Weisheitszähne können unterschiedlichste Beschwerden auslösen und werden daher oft vorsorglich gezogen. Doch die Entfernung ist neuerdings umstritten – zur Vorbeugung gegen Probleme mit den Nachzüglerzähnen gibt es auch andere Möglichkeiten.
Autor: Adrian Zeller, 10/15
Die Zahl lässt aufhorchen: rund eine Million Weisheitszähne werden jedes Jahr allein in Deutschland gezogen. Weisheitszähne haben wenig praktischen Nutzen, aber sie können beträchtliche Qualen bereiten.

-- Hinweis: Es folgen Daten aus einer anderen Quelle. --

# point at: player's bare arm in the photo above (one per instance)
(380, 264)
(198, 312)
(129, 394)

In den beengten Verhältnissen im Kiefer wachsen Weisheitszähne gelegentlich im schiefen Winkel, was zu schmerzhaften Reizungen führen kann. Die Wurzeln der nebenstehenden Zähne können durch die Fehlstellung verhaken und dabei geschädigt werden. Weisheitszähne können auf Nervenbahnen drücken. Die gequälten Patienten vermuten oft als Ursache ein Kariesloch; beim Zahnarzt wird ein Weisheitszahn als Auslöser der bohrenden Schmerzen erkannt.
Weitere Komplikationen sind Hohlräume, sogenannte Zysten, die das umliegende Gewebe und auch den Kieferknochen schädigen können. Sie entwickeln sich oft über längere Zeit unbemerkt. Bis sie vom Zahnarzt behandelt werden, haben sie ihr zerstörerisches Werk weit fortsetzen können.
Gelegentlich bilden sich um die Weisheitszähne im Zahnfleisch taschenartige Nischen. Darin sammeln sich winzige Speisereste, die Bakterien optimale Entwicklungsmöglichkeiten bieten. Dann kommt es zu schmerzhaften Entzündungen, die sich bis zu massiven Vereiterungen steigern können. Entzündungsherde können sich vor allem dann bilden, wenn die Weisheitszähne das Zahnfleisch nicht vollständig durchstossen.
Alle Zähne haben auf der unteren bzw. oberen Kieferhälfte einen Gegenzahn. Bei nicht durchgebrochenen Weisheitszähnen kann dieser fehlen. Die durchgebrochenen ihrerseits können dadurch einseitig zu weit in den Mundraum vorragen und in der Folge Beschwerden auslösen. Rund 80 Prozent der jüngeren Menschen in Europa tragen mindestens einen nicht durchgebrochenen Zahn im Mund. Doch nicht alle müssen deswegen mit künftigen Beschwerden rechnen.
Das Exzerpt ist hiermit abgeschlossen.